When you submit our contact form, we collect the following information:

  • First name and last name
  • Email address
  • Phone number (optional)
  • Your message

We use this data solely to respond to your inquiry and to discuss potential projects. Your data is stored in our secure database and is only accessible to our team.

Legal basis: Processing is based on your consent (Article 6(1)(a) GDPR), given by voluntarily submitting the form, and on our legitimate interest in responding to business inquiries (Article 6(1)(f) GDPR).

Retention: We retain contact submissions for up to 2 years after the last communication, unless a business relationship is established, in which case standard business retention periods apply.

Website Analytics

We use a privacy-friendly, self-hosted analytics system that does not use cookies and does not track you across websites. We collect:

  • Pages visited and time spent on each page
  • Referrer (the website that led you to us)
  • Approximate geographic location (country, region — derived from your IP address via server headers, not stored)
  • Device type, browser, and operating system (derived from the user agent string)
  • Screen width
  • Scroll depth

Your IP address is never stored. Instead, it is combined with the current date and a secret salt, then irreversibly hashed (SHA-256) to produce a daily-rotating anonymous identifier. This means we can count unique visitors per day without being able to identify or track any individual across days or sessions.

Legal basis: Legitimate interest in understanding how our website is used and improving its content (Article 6(1)(f) GDPR). Because no personal data is stored and no cookies are used, this processing has minimal impact on your privacy.

Cookies & Local Storage

We use minimal browser storage, limited to essential functionality only:

  • NEXT_LOCALE — A cookie that stores your language preference (English, Slovak, or German).

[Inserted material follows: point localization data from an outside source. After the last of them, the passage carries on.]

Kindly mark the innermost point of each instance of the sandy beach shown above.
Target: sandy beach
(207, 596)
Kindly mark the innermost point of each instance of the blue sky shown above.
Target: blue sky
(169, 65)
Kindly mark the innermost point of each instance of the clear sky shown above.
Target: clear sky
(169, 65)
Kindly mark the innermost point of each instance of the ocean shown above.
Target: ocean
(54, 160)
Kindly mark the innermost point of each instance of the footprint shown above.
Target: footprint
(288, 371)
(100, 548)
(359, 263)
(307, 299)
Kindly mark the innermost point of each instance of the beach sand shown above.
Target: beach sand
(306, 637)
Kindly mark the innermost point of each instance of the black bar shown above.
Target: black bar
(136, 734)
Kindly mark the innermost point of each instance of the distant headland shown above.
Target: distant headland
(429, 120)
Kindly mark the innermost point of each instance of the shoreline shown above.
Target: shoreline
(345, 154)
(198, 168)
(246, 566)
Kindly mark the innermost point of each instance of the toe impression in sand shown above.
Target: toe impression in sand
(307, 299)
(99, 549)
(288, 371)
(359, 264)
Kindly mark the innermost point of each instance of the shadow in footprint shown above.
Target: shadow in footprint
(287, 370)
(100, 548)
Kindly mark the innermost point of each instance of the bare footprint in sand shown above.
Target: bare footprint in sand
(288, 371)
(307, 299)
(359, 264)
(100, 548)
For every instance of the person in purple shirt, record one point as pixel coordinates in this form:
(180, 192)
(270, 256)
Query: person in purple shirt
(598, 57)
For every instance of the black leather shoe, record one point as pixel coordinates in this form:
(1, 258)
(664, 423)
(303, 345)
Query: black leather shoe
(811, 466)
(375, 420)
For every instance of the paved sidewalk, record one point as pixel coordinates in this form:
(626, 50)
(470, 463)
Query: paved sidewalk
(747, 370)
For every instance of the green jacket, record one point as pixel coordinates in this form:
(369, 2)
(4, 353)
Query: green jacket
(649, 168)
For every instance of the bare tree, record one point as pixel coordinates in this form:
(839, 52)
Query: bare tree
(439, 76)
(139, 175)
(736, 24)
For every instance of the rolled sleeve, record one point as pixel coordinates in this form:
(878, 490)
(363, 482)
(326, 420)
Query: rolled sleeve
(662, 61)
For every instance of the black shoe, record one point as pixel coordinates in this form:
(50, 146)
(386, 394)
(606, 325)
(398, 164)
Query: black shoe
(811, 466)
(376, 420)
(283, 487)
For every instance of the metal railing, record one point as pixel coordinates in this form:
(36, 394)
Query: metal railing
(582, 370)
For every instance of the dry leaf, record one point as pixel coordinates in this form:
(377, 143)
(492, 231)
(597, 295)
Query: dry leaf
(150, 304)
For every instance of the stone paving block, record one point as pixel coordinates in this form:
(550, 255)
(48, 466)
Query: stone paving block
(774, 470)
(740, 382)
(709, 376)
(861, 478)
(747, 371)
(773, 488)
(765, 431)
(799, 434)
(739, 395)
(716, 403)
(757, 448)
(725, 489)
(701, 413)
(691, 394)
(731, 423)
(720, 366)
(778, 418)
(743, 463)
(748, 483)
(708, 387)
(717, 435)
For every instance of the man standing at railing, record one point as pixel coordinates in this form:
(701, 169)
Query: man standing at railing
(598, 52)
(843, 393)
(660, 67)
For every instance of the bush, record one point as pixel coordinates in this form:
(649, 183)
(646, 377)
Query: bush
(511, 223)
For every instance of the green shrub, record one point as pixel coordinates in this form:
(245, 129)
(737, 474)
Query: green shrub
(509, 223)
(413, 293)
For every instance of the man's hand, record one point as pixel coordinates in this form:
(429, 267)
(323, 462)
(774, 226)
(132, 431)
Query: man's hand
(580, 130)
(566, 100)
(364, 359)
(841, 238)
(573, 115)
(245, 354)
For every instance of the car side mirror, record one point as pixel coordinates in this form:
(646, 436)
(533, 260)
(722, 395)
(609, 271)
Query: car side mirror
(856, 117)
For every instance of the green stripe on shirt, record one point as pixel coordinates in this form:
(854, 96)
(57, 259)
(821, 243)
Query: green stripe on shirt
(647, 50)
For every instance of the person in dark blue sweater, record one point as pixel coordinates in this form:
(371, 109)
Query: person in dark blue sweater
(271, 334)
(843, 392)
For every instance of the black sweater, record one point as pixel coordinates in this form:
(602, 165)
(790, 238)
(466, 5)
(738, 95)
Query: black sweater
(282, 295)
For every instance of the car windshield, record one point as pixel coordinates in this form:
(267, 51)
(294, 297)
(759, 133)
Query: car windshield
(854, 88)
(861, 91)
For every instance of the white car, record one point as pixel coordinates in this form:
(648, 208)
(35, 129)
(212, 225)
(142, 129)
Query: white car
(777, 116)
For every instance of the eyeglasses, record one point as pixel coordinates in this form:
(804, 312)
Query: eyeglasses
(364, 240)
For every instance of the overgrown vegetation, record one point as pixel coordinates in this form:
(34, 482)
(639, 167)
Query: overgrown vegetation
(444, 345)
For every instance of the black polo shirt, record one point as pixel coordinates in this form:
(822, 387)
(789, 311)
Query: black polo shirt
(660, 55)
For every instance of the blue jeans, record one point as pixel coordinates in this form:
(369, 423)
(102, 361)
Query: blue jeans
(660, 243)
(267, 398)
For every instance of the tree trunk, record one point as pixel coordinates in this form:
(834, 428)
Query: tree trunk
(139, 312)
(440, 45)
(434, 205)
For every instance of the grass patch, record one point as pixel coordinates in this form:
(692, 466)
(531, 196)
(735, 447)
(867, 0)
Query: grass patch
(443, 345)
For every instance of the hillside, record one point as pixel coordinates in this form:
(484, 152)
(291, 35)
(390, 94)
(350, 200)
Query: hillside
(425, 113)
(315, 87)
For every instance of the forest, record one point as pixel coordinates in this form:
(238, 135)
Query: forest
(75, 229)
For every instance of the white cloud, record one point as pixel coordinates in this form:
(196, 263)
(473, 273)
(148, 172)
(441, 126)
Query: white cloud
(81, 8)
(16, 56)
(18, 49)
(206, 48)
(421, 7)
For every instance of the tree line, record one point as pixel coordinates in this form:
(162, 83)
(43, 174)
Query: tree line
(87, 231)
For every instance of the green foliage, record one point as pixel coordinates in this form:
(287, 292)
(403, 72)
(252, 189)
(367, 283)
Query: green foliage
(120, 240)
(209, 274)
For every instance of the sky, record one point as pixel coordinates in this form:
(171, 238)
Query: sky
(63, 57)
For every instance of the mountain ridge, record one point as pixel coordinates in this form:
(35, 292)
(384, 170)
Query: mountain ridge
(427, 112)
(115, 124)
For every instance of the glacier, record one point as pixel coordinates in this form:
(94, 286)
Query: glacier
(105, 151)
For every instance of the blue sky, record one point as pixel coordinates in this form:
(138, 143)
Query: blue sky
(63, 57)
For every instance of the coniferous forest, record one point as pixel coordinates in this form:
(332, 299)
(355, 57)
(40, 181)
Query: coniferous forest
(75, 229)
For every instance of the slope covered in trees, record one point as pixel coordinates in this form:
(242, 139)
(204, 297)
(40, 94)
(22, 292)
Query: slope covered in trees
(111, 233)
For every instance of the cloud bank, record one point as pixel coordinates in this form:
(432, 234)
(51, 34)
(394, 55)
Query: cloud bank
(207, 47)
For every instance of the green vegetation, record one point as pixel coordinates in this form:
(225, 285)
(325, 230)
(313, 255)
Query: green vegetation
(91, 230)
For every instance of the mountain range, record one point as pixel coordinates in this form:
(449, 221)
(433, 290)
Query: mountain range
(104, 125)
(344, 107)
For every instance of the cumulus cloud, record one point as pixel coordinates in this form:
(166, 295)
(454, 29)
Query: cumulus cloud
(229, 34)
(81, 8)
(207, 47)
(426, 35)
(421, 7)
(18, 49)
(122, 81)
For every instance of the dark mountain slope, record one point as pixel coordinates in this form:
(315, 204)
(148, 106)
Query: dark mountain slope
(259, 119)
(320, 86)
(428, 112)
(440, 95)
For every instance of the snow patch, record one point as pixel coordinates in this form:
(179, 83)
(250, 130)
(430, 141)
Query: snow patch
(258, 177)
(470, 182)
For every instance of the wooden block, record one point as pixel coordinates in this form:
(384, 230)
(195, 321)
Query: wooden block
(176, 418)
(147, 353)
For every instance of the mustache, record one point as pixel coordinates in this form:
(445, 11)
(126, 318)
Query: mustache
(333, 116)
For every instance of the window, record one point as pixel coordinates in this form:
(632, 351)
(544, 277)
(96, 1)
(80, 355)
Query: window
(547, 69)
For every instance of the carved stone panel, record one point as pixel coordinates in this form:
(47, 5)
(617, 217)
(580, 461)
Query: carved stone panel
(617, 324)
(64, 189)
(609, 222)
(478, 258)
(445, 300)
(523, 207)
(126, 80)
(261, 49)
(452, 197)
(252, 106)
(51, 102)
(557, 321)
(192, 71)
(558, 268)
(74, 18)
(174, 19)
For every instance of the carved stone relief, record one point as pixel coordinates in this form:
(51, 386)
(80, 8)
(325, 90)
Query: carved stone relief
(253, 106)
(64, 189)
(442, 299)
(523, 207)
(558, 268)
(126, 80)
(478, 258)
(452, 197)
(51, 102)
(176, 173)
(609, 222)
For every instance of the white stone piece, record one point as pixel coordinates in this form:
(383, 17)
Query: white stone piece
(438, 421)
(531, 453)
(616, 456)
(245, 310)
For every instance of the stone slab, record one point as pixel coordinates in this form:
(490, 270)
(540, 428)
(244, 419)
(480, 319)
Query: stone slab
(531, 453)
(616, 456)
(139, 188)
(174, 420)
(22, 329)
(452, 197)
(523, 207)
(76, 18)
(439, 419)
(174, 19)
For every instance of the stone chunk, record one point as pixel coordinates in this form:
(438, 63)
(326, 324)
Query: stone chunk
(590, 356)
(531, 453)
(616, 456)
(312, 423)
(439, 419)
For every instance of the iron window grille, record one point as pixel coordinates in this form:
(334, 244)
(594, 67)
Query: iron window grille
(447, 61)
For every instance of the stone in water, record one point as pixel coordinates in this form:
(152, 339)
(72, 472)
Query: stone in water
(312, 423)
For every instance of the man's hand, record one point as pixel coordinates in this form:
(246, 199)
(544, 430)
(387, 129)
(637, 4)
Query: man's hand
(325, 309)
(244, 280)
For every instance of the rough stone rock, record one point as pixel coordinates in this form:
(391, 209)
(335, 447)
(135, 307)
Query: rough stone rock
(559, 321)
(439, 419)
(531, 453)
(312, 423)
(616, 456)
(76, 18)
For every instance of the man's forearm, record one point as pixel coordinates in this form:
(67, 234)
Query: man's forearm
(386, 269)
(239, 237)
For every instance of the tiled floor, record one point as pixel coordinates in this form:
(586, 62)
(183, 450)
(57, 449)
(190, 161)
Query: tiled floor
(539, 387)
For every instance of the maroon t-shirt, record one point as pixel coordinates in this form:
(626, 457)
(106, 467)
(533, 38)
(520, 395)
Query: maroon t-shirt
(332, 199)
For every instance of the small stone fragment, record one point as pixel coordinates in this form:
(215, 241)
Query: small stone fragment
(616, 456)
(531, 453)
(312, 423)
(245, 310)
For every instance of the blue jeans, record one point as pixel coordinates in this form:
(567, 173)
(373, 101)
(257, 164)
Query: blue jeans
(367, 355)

It is set only when you use the language switcher. Valid for 1 year.
  • Session storage — A randomly generated session ID is stored in your browser's session storage for the duration of your visit. It is used only for analytics and is automatically deleted when you close the tab. It cannot be used to identify you.

Third-Party Services

We use a minimal number of third-party services to operate this website:

  • Vercel — Hosts our website and provides server infrastructure. Vercel may process your IP address and basic request headers to deliver pages. See Vercel's privacy policy for details.
  • Neon — Hosts our database (PostgreSQL). All data is encrypted at rest and in transit.
  • Resend — Delivers email notifications when you submit the contact form. Your name and email address are shared with Resend solely for email delivery.
  • Vercel Blob — Stores images and media files uploaded by our team. No visitor data is stored there.

Data Security

We implement appropriate technical measures to protect your data, including: HTTPS encryption on all connections, strict Content Security Policy headers, rate limiting on form submissions and API endpoints, and access-controlled administrative interfaces. All data transfers to third-party services occur over encrypted connections.

Your Rights

Under the GDPR, you have the following rights regarding your personal data:

  • Right of access — You can request a copy of the personal data we hold about you.
  • Right to rectification — You can ask us to correct inaccurate data.
  • Right to erasure — You can ask us to delete your personal data.
  • Right to restriction — You can ask us to limit how we process your data.
  • Right to data portability — You can request your data in a structured, machine-readable format.
  • Right to object — You can object to processing based on legitimate interest.
  • Right to lodge a complaint — You have the right to file a complaint with the Slovak Data Protection Authority (Úrad na ochranu osobných údajov SR).

To exercise any of these rights, please contact us via our contact page. We will respond within 30 days.

Changes to This Policy

We may update this privacy policy from time to time. Any changes will be reflected on this page with an updated date. We encourage you to review this policy periodically.